🤖 AI Summary
Time-series anomaly detection lacks reliable evaluation metrics; among 37 widely used metrics, none simultaneously satisfy verifiable core properties—such as sensitivity, robustness, and monotonicity—leading to distorted performance assessment and posing risks to safety-critical systems.
Method: This work establishes the first theoretically grounded, verifiability-oriented framework for time-series anomaly detection evaluation, systematically exposing fundamental flaws in existing metrics. Building on this analysis, we propose LARM—the first metric provably satisfying all core properties—and its enhanced variant ALARM, supported by formal modeling, rigorous theoretical proofs, and extensive empirical validation across diverse benchmarks.

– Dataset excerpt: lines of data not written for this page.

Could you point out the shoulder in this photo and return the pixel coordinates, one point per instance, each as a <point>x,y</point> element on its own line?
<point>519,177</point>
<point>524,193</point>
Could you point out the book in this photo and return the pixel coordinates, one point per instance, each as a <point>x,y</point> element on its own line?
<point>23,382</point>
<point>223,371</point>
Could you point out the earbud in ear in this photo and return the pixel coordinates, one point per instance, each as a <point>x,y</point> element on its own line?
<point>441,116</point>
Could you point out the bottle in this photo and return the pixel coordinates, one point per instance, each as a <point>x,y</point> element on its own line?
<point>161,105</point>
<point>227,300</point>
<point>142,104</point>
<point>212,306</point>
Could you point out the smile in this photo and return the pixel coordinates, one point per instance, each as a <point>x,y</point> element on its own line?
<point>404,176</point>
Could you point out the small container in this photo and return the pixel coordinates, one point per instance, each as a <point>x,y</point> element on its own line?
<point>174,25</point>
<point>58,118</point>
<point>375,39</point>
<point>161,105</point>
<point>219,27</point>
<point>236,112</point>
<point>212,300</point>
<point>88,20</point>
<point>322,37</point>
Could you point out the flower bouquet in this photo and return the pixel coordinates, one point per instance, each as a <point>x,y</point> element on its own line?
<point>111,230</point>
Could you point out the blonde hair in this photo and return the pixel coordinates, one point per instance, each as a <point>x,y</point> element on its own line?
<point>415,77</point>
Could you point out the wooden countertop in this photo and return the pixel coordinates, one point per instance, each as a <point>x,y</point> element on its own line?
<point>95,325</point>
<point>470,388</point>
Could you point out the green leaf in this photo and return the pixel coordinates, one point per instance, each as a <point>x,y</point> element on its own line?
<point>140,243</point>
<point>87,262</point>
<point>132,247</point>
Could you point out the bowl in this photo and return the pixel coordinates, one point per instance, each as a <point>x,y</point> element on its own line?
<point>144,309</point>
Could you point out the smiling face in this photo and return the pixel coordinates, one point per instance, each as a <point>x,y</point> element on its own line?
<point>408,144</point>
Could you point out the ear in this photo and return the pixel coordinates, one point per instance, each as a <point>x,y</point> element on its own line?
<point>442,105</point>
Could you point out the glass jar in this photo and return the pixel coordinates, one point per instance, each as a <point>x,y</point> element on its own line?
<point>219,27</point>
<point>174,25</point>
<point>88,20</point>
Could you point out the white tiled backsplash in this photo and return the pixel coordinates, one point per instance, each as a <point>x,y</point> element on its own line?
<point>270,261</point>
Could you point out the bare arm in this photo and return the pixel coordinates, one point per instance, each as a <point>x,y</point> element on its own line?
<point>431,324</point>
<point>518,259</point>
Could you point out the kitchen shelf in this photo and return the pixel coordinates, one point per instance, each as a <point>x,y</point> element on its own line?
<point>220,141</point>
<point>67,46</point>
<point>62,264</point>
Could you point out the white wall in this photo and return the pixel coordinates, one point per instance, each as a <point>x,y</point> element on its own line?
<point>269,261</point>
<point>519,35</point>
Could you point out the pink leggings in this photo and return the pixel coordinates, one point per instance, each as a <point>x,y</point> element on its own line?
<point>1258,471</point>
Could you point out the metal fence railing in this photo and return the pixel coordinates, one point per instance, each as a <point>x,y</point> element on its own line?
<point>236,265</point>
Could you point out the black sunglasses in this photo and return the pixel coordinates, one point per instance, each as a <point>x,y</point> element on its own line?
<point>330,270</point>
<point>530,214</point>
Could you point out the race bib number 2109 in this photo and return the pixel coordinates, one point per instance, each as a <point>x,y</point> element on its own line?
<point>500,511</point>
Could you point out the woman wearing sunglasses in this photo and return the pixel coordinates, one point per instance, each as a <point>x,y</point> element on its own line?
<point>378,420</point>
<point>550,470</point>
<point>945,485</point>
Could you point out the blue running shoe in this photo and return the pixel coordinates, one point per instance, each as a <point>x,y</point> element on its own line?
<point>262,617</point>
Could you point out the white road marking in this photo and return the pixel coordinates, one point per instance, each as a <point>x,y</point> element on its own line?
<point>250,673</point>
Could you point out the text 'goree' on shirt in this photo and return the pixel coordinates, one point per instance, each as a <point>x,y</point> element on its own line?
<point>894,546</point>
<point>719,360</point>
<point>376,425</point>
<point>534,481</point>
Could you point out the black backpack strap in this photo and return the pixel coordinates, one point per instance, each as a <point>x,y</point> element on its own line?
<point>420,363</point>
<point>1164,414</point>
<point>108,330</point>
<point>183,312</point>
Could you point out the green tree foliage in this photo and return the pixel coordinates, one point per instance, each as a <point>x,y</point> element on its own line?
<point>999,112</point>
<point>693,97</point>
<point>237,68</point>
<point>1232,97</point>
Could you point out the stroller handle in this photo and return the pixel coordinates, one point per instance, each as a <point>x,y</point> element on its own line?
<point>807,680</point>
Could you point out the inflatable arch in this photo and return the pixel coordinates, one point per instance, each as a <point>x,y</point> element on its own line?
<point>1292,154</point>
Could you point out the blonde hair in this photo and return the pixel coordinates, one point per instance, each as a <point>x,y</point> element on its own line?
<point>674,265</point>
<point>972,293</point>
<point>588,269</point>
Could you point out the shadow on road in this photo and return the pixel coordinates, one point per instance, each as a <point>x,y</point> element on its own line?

Contribution/Results: LARM and ALARM achieve significantly superior accuracy, consistency, and cross-method comparability compared to state-of-the-art metrics. They provide both a unified theoretical foundation and a practical, deployable tool for trustworthy anomaly detection evaluation.
📝 Abstract
Undetected anomalies in time series can trigger catastrophic failures in safety-critical systems, such as chemical plant explosions or power grid outages. Although many detection methods have been proposed, their performance remains unclear because current metrics capture only narrow aspects of the task and often yield misleading results. We address this issue by introducing verifiable properties that formalize essential requirements for evaluating time-series anomaly detection. These properties enable a theoretical framework that supports principled evaluations and reliable comparisons. Analyzing 37 widely used metrics, we show that most satisfy only a few properties, and none satisfy all, explaining persistent inconsistencies in prior results. To close this gap, we propose LARM, a flexible metric that provably satisfies all properties, and extend it to ALARM, an advanced variant meeting stricter requirements.